Parmak hesabı olarak 'resesyon' 2 dönem üst üste eksi GDP rakamları demektir. NBER'in resesyon tanımı ise daha detaylıdır. 1- Reel kişisel gelir 2-İstihdam 3- Endüstriyel üretim 4-İmalat ve toptan sektörlerde reel satışlar 5- Aylık GDP değişimleri. Bu kalemler arasında endüstriyel üretim dışında diğerleri 2007 zirvesini net bir şekilde aşmış durumda.. Bu performansı 4.5 trilyon dolarlık bilanço ve daha önce hiç örneğini görmediğimiz şekilde yıllar süren çok düşük faiz politikası ile yakaladığımızı unutmamak gerekiyor. Dikkat ederseniz hisse senedi piyasası NBER'in takip ettiği göstergelerden birisi değil. Ve elbette Büyük Resesyonu bir Bilanço Resesyonu olarak değerlendirirsek tüm dünyada kamu bilançolarının neden kullanıldığını da anlayabiliriz. Hane borcu 2007 zirvesini yeni geçerken (brüt) kamu borcu çok daha hızlı büyüdü. Daha önce pek çok kez kamu borcu hakkında genel yorumlardan daha az takıntılı olduğumu paylaştım. Euro bölgesinde bir ülke değilseniz ve kendi para biriminizde borçlanıyorsanız bir sorun yok. Kamu borcu özel sektörün tasarrufu olduğu gibi bugün borçlandığınızda çocuklarınızın geleceğinden de çalıyor değilsiniz, borcunuzun ödemesi zaten çocuklarınıza yapılacak (gelir tarafını da göz önüne almadan yapılacak bir analiz zaten hatalı olur). Ancak SSK sistemleri (eyaletlerin denk bütçe mecburiyeti var) veya büyümesi krediye bağlı olan Çin örneğinde olduğu gibi bankacılık sisteminin bu modeli daha fazla destekleyemeyecek noktaya gelmesi gibi riskler ve EB'de yeni bir Yunanistan vakası son derece olası senaryolar.

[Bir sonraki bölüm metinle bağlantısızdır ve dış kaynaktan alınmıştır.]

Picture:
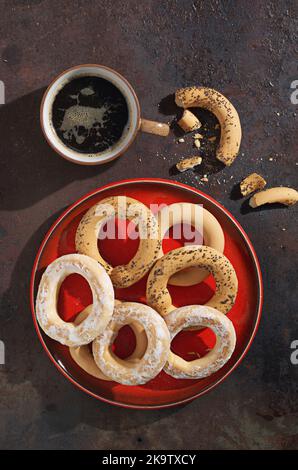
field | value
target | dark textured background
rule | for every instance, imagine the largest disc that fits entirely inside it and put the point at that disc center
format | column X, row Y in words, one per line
column 247, row 50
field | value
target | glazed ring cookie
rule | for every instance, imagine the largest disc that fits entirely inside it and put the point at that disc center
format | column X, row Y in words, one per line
column 218, row 104
column 199, row 218
column 83, row 356
column 103, row 300
column 140, row 371
column 124, row 208
column 158, row 296
column 198, row 316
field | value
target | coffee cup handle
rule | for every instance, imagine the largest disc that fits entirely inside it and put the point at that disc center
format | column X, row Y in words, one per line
column 153, row 127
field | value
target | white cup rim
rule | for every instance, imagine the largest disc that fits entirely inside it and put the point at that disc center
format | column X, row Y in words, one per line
column 133, row 122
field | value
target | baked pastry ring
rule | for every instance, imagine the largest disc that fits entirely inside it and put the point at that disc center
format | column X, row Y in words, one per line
column 124, row 208
column 199, row 218
column 133, row 371
column 103, row 300
column 158, row 296
column 198, row 316
column 225, row 112
column 83, row 356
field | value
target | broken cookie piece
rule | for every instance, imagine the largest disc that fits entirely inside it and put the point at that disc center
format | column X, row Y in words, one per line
column 287, row 196
column 188, row 163
column 252, row 183
column 189, row 122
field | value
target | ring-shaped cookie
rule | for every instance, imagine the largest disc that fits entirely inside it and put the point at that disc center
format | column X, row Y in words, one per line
column 103, row 300
column 202, row 220
column 83, row 356
column 140, row 371
column 121, row 207
column 198, row 316
column 158, row 296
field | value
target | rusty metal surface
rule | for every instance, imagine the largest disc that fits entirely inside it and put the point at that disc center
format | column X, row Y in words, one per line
column 247, row 50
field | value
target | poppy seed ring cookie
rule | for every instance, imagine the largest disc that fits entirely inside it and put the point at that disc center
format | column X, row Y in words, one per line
column 200, row 316
column 204, row 222
column 83, row 356
column 102, row 307
column 140, row 371
column 158, row 296
column 121, row 207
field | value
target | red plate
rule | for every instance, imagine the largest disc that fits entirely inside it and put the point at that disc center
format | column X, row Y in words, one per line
column 163, row 391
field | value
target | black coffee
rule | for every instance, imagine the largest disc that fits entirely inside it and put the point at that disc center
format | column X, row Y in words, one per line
column 89, row 114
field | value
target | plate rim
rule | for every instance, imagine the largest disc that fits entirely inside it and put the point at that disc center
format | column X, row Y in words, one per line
column 122, row 182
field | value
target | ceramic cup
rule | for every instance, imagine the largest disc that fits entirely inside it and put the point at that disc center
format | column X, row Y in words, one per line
column 134, row 124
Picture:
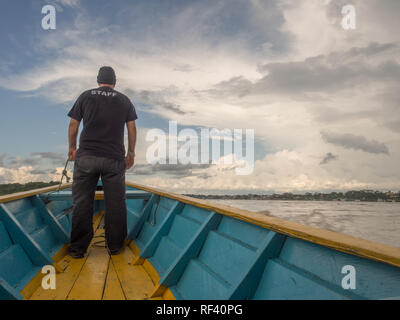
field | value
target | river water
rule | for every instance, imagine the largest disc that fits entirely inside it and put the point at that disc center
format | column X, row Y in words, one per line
column 374, row 221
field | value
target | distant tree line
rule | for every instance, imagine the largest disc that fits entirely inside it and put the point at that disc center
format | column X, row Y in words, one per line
column 354, row 195
column 17, row 187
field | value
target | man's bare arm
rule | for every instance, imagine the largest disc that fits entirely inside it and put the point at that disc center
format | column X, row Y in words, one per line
column 130, row 158
column 73, row 130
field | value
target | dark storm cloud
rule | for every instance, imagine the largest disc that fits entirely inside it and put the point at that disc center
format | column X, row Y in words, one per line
column 154, row 99
column 350, row 141
column 328, row 158
column 325, row 73
column 179, row 170
column 3, row 156
column 55, row 158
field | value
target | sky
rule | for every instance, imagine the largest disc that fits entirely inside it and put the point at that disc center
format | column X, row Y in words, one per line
column 323, row 101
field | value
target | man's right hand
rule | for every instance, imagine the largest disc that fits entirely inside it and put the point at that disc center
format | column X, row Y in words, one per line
column 130, row 160
column 71, row 154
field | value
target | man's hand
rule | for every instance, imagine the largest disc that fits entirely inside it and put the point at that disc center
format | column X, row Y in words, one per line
column 71, row 154
column 130, row 160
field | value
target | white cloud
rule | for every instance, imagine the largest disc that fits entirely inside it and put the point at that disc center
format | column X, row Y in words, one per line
column 310, row 76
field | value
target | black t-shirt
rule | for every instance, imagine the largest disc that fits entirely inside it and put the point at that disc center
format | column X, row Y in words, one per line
column 104, row 112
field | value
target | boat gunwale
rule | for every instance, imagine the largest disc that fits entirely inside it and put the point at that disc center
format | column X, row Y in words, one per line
column 334, row 240
column 30, row 193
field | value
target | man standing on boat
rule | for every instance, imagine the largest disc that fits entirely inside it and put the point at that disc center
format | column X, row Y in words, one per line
column 101, row 153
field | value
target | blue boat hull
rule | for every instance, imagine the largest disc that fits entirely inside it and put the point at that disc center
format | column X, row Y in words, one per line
column 200, row 251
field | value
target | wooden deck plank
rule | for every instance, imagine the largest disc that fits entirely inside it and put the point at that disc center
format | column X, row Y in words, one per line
column 113, row 289
column 72, row 268
column 64, row 281
column 136, row 283
column 91, row 280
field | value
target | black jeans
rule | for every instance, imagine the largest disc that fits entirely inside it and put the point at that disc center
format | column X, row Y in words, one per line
column 87, row 170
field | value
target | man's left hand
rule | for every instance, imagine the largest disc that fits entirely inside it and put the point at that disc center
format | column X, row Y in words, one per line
column 130, row 160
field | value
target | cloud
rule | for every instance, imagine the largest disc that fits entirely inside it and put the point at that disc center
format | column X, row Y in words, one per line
column 177, row 170
column 328, row 158
column 350, row 141
column 283, row 68
column 3, row 156
column 56, row 158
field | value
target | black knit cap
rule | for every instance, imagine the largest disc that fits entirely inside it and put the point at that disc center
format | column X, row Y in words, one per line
column 106, row 76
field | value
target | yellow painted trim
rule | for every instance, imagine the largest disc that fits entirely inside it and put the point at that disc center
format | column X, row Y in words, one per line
column 137, row 261
column 158, row 291
column 337, row 241
column 30, row 193
column 168, row 295
column 112, row 286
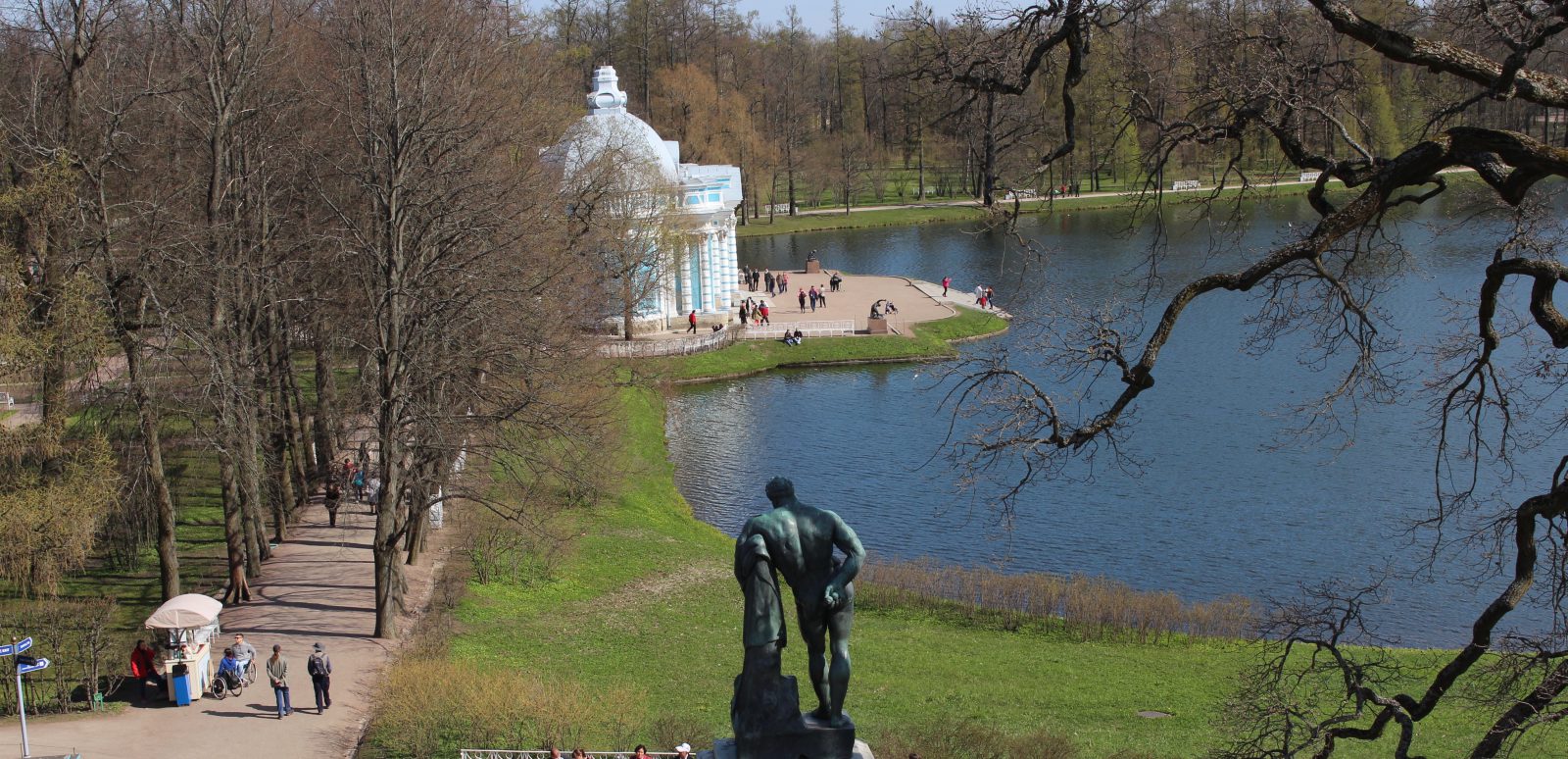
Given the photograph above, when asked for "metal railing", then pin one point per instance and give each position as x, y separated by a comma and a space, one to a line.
674, 347
530, 753
807, 329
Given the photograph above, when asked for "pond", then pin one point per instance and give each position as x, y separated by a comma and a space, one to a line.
1215, 499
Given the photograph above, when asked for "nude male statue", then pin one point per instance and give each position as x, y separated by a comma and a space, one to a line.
800, 539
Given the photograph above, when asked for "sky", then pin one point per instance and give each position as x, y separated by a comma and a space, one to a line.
857, 13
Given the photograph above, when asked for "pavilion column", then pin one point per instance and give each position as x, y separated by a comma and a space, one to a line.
734, 258
703, 275
710, 274
678, 277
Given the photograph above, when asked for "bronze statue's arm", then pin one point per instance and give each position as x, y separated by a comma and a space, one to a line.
846, 539
750, 547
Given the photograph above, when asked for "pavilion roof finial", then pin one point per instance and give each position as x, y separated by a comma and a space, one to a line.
608, 96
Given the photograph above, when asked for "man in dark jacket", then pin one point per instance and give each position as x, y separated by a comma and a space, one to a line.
320, 670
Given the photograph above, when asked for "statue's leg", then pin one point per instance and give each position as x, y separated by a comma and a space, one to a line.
839, 675
815, 653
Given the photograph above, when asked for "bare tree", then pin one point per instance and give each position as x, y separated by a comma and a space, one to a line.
447, 227
1290, 73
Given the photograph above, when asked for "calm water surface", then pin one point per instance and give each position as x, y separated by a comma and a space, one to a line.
1214, 507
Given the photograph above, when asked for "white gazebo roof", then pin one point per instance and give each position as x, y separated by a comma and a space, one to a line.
609, 128
188, 610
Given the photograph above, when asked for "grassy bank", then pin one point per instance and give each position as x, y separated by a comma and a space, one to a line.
930, 340
946, 212
634, 637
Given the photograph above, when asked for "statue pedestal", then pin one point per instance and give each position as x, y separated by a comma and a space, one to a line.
781, 747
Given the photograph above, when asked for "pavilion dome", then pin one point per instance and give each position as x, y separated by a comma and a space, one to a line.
611, 133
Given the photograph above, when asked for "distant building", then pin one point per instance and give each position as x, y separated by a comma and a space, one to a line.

Reinhart&Rogoff'un 'Bu Defa Farklı' adlı çalışmasında farklı kriz tiplerini , etkilerini ve hüküm sürdüğü ortalama süreleri görebilirsiniz. Nasdaq balonu geniş yatırımcı kitlelerini etkilemiş olsa da finansal sistemi vuracak büyüklükte olmadığından takip eden resesyon daha zayıftı. 2008 krizi ise doğrudan finansal sistemi ilgilendirdiğinden çok daha şiddetli yaşandı. 1989 Japonya kriz bir dış borç krizi olmamasına rağmen büyüme ve enflasyon konuları yıllardır sorunlu olarak devam ediyor. EM krizleri ise çoğu zaman ödemeler dengesi kaynaklı ve yine bu tehlike söz konusu. Euro bölgesine baktığımızda ise önemli nüanslar olmasına rağmen altın standarttı dönemlerinde yaşanan krizlere benzer dinamikler görüyoruz. Yunan ekonomisinin 1929 ABD'sinden daha fazla daralması da bu dinamiklerin bir eseri. Haftaya yeni resesyon ihtimalimi üzerinden devam edeceğim.